[LU-38] Kernel panic in ldiskfs on OST unmount Created: 10/Jan/11 Updated: 28/Jun/11 Resolved: 13/Jun/11 |
|
| Status: | Resolved |
| Project: | Lustre |
| Component/s: | None |
| Affects Version/s: | Lustre 1.8.6 |
| Fix Version/s: | None |
| Type: | Bug | Priority: | Minor |
| Reporter: | Christopher Morrone | Assignee: | Lai Siyao |
| Resolution: | Fixed | Votes: | 0 |
| Labels: | None | ||
| Environment: |
lustre-1.8.3.0-6chaos_2.6.18_93chaos.ch4.3 |
||
| Severity: | 3 |
| Rank (Obsolete): | 10407 |
| Description |
|
When the sysadmins attempted to unmount the OSTs on a number of OSSs to shutdown them down for scheduled maintenance, six of the nodes kernel panicked.
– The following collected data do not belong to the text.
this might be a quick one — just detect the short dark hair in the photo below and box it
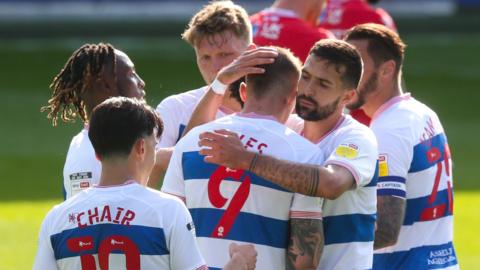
[246,47,302,100]
[344,23,406,73]
[228,77,245,107]
[309,39,363,89]
[89,97,163,159]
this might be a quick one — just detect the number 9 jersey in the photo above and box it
[162,113,324,270]
[371,94,458,269]
[33,182,206,270]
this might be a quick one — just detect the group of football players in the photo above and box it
[34,1,458,269]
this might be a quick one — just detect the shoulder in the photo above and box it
[69,129,90,148]
[141,188,190,221]
[156,86,207,112]
[278,123,318,154]
[372,98,427,133]
[142,187,186,207]
[324,116,377,159]
[175,119,222,151]
[42,192,89,230]
[339,116,377,144]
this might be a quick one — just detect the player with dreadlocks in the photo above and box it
[42,42,146,199]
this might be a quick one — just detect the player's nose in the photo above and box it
[137,75,146,90]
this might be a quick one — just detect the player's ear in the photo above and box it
[133,138,146,161]
[240,82,247,102]
[380,60,396,79]
[341,88,356,106]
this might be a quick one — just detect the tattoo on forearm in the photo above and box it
[251,155,320,196]
[374,196,406,250]
[287,218,324,270]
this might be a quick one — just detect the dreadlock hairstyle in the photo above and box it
[41,43,117,126]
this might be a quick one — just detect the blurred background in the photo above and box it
[0,0,479,269]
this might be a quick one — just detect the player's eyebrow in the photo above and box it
[302,68,333,86]
[315,77,333,86]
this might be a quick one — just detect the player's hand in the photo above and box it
[228,243,257,270]
[198,129,254,170]
[215,47,278,85]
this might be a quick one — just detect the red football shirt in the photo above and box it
[251,8,335,63]
[319,0,396,126]
[318,0,397,39]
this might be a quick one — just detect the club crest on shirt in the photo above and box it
[378,154,389,177]
[335,143,359,159]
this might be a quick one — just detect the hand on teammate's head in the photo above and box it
[216,47,279,85]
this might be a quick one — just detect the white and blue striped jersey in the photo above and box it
[309,115,378,270]
[162,113,324,270]
[372,94,458,269]
[33,181,206,270]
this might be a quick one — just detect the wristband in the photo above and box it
[210,78,228,95]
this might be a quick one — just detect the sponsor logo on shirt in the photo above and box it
[69,172,93,181]
[378,154,388,177]
[335,143,359,159]
[80,181,90,188]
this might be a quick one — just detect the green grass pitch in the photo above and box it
[0,33,478,269]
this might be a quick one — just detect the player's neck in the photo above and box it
[221,95,242,113]
[363,80,403,118]
[242,101,285,123]
[98,158,140,187]
[303,109,344,144]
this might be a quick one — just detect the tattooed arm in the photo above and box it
[287,218,324,270]
[198,130,355,199]
[374,196,406,249]
[249,154,354,199]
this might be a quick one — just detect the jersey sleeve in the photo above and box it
[290,145,324,219]
[156,98,180,149]
[168,200,206,270]
[290,194,323,220]
[371,124,413,199]
[33,211,57,270]
[161,144,186,200]
[324,130,378,188]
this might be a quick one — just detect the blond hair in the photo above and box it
[182,1,252,47]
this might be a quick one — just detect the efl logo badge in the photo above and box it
[379,154,389,177]
[335,144,359,159]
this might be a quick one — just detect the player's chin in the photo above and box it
[296,108,316,121]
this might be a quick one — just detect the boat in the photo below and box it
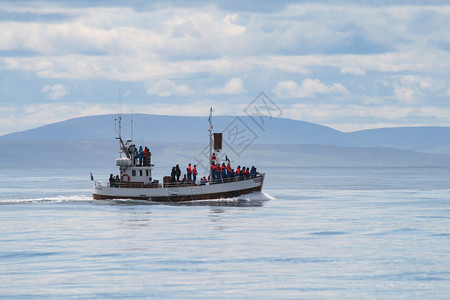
[92,108,265,202]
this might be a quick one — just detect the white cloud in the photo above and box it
[41,83,70,100]
[393,86,416,104]
[340,67,366,76]
[146,79,193,97]
[391,75,443,104]
[0,101,238,135]
[207,77,245,95]
[284,102,450,132]
[222,14,246,36]
[0,102,117,135]
[273,79,348,98]
[1,1,450,133]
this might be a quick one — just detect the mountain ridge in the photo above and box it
[2,113,450,152]
[2,114,450,168]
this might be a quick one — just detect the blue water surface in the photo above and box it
[0,167,449,299]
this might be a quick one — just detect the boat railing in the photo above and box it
[95,173,263,189]
[209,172,263,184]
[95,181,161,189]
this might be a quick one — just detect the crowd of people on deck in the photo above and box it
[170,163,200,184]
[209,153,258,183]
[109,147,259,187]
[127,144,152,166]
[168,153,259,185]
[109,174,121,187]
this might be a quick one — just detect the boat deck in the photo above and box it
[96,174,263,189]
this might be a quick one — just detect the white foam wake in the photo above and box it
[0,195,92,204]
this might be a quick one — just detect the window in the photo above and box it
[132,170,136,176]
[139,170,143,177]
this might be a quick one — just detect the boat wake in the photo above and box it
[1,192,274,207]
[168,191,274,207]
[0,195,92,205]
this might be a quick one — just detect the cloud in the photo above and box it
[146,79,193,97]
[0,100,240,136]
[391,75,443,104]
[1,1,450,134]
[41,83,70,100]
[0,102,117,135]
[273,78,348,98]
[207,77,245,95]
[340,67,366,76]
[284,103,450,132]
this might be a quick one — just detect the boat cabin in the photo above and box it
[116,157,157,186]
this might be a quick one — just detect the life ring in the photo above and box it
[121,174,130,182]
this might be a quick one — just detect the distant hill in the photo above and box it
[348,127,450,154]
[2,114,450,151]
[0,114,352,146]
[1,114,450,168]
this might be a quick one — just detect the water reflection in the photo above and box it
[118,208,152,229]
[208,208,225,230]
[93,192,272,208]
[167,198,266,207]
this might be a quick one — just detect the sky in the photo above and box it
[1,0,450,136]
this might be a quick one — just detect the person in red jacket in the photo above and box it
[210,162,216,182]
[219,163,225,182]
[225,164,232,182]
[192,164,198,182]
[245,167,250,178]
[187,163,192,181]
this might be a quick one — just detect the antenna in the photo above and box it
[118,87,123,116]
[131,106,134,142]
[209,107,213,181]
[115,88,130,159]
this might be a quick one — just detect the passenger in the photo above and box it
[175,164,181,182]
[138,146,143,166]
[144,147,151,166]
[209,162,216,182]
[200,176,207,185]
[221,163,227,182]
[226,164,232,180]
[240,166,245,180]
[114,175,120,186]
[182,174,187,182]
[236,166,241,180]
[211,152,217,162]
[251,166,257,178]
[193,164,198,182]
[171,167,176,182]
[215,163,220,182]
[142,147,148,165]
[210,162,216,182]
[109,174,114,187]
[245,167,250,179]
[187,163,192,181]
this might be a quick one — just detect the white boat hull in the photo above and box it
[93,174,265,202]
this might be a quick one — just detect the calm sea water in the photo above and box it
[1,167,449,299]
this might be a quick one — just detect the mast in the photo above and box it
[130,107,134,142]
[208,107,213,181]
[115,88,130,159]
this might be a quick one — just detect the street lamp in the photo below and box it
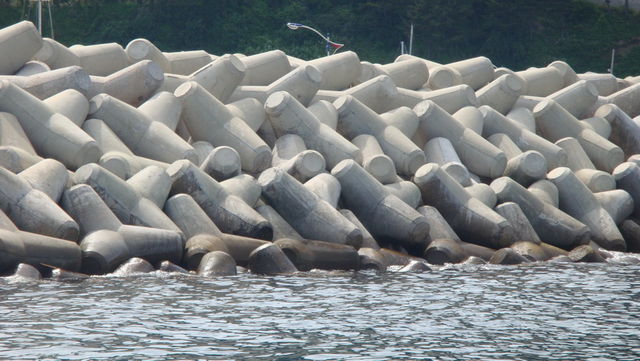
[286,22,344,56]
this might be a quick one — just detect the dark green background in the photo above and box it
[2,0,639,77]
They all say: Kernel BUG at fs/ldiskfs/mballoc.c:3714 RIP (for what its worth) is the same for each: :ldiskfs:ldiskfs_mb_release_inode_pa The stacks are also the same: sync_buffer I apologize for any typos. That had to be copied by hand. |
| Comments |
| Comment by Dan Ferber (Inactive) [ 10/Jan/11 ] |
|
Assigned to Alex for initial analysis. |
| Comment by Alex Zhuravlev [ 10/Jan/11 ] |
|
Christopher, can you confirm from the logs the devices were turned read-only? it looks to be instance of 24214 in bugzilla. |
| Comment by Christopher Morrone [ 11/Jan/11 ] |
|
It looks like "umount /dev/<ostdev>" does indeed turn the devices read-only as part of the shutdown process. |
| Comment by Lai Siyao [ 13/Jan/11 ] |
|
bug 16680 explains the cause of this crash, and this patch from bug 22299 should be able to fix it. This fix has been landed on 1.8.4 and 2.0, because your version is 1.8.3, I think you apply it and verify. |
| Comment by Christopher Morrone [ 16/Feb/11 ] |
|
I applied the patch to our copy of ldiskfs. |
| Comment by Peter Jones [ 13/Jun/11 ] |
|
Please reopen if this reoccurs with the patches applied |